A Highly Integrated AFM-SEM Correlative Analysis Platform

Abstract

Abstract We describe the first truly correlative atomic force micro­scopy-scanning electron microscopy (AFM-SEM) platform designed from first principles and from the ground up for the study of sample properties under a wide range of magnifications. Combining these two microscopy techniques, “in situ,” into a highly integrated workstation opens unprecedented measurement capabilities at the nanoscale, while simplifying experiment workflows to yield a higher level of data throughput. Unlike SEM, the AFM offers true three-dimensional topo­graphy images, something SEM can only provide indirectly. This allows for the characterization of nano-mechanical properties, as well as for magnetic and electrical characterization of samples, which are increasingly of interest in material science, multi-component technologies (that is, solar cell and battery research), and pharmaceutical investigations. On the other hand, the SEM’s wide field-of-view is critical in identifying regions of interest with feature sizes of less than a micron, which are notoriously difficult to find over large spatial scales in conventional AFM systems.
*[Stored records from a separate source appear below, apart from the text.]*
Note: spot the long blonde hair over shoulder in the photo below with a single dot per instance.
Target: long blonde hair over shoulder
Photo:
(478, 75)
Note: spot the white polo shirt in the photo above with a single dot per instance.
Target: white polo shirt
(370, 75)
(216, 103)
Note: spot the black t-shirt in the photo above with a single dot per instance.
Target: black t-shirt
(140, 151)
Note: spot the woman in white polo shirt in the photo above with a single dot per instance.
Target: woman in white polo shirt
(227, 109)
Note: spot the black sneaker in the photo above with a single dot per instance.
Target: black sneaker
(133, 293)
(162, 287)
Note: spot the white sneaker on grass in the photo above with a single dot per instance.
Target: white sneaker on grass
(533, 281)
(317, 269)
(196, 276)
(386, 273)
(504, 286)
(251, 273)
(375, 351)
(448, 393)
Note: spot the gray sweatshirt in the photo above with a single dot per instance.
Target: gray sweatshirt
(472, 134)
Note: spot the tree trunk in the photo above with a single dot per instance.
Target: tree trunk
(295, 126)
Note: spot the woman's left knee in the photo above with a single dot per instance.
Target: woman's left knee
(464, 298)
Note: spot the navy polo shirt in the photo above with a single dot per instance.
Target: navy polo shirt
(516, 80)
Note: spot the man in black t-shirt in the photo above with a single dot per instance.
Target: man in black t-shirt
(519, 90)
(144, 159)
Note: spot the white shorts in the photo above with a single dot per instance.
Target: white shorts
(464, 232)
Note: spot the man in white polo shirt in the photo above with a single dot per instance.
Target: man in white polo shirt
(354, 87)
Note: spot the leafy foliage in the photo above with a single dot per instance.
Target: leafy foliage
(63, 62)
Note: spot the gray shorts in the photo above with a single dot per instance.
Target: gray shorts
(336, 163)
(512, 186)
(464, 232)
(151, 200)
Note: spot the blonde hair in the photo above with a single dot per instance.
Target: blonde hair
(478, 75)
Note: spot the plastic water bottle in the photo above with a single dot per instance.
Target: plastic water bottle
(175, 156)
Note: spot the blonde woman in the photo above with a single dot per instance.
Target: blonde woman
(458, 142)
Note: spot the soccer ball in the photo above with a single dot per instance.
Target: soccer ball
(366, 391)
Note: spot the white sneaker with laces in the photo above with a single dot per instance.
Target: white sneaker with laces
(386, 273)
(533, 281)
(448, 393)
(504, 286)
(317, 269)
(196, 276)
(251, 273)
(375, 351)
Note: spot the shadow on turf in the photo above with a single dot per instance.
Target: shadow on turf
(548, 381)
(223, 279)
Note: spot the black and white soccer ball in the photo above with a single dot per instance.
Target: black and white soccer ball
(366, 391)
In addition, the SEM’s ability to visualize the AFM tip facilitates its navigation to aid the characterization of samples with challenging three-dimensional topographies. In this paper, we describe the major elements of the system design and demonstrate how correlative microscopy can help the characterization of samples with challenging morphologies such as the edge of a razor blade or the nanomechanical analysis of platinum nanopillars.